Lasiopetalum baueri, commonly known as slender velvet bush, is a species of flowering plant in the family Malvaceae and is endemic to south-eastern Australia. It is a small, greyish shrub with more or less linear to narrowly oblong or narrowly elliptic leaves and groups of white or pink flowers.

==Description==
Lasiopetalum baueri is a greyish, densely foliaged, spreading shrub 0.3–1.5 m high and 1–2.5 m wide, its new growth prominently covered with red-brown hair. The leaves are linear to narrowly oblong or narrowly elliptic, 15–80 mm long and 2–12 mm wide on a petiole 2–4 mm long, the margins flat or turned downwards. Hairy below, they become smooth above over time. The flowers are arranged in sometimes crowded groups of two to six with three bracteoles 1.4–3.0 mm long at the base. The sepals are 3.4–5.7 mm long and usually pink or white with a green base, the outer surface densely covered with star-shaped hairs. The petals are less than 1 mm long and the anthers are reddish-brown and about 1.5 mm long. Flowering occurs from September to November and the fruit is a densely hairy capsule 4–8 mm in diameter.

==Taxonomy==
Lasiopetalum baueri was first formally described in 1806 by Joachim Steetz in Lehmann's Plantae Preissianae from specimens collected by the botanical illustrator Ferdinand Bauer. The specific epithet (baueri) honours the collector of the type specimens.
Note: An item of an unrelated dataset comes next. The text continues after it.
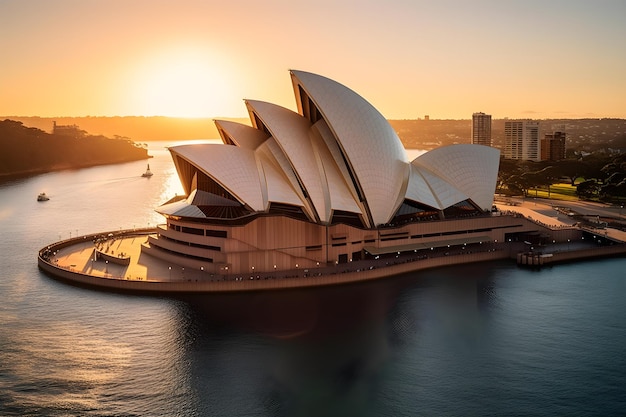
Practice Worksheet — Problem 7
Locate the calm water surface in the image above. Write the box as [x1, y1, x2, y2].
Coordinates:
[0, 142, 625, 416]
==Distribution and habitat==
Slender velvet bush is found in southern South Australia, central and western Victoria, and southwestern New South Wales where it is confined to the vicinity of Rankins Springs, and in the north-east of Tasmania. It grows in mallee communities or coastal cliffs on sandy soil over limestone, the top layer of soil often neutral to acidic, while the subsoil is highly alkaline.

==Conservation status==
This lasiopetalum is listed as "rare" under the Tasmanian Government Threatened Species Protection Act 1995.

==Use in horticulture==
Lasiopetalum baueri can be readily grown in dryer climates in well-drained soils and sunny aspects, and is used as a windbreak or hedge. It responds well to being pruned. It was introduced into cultivation in England in 1868. The dried flowers are long-lasting and have potential as a cut flower.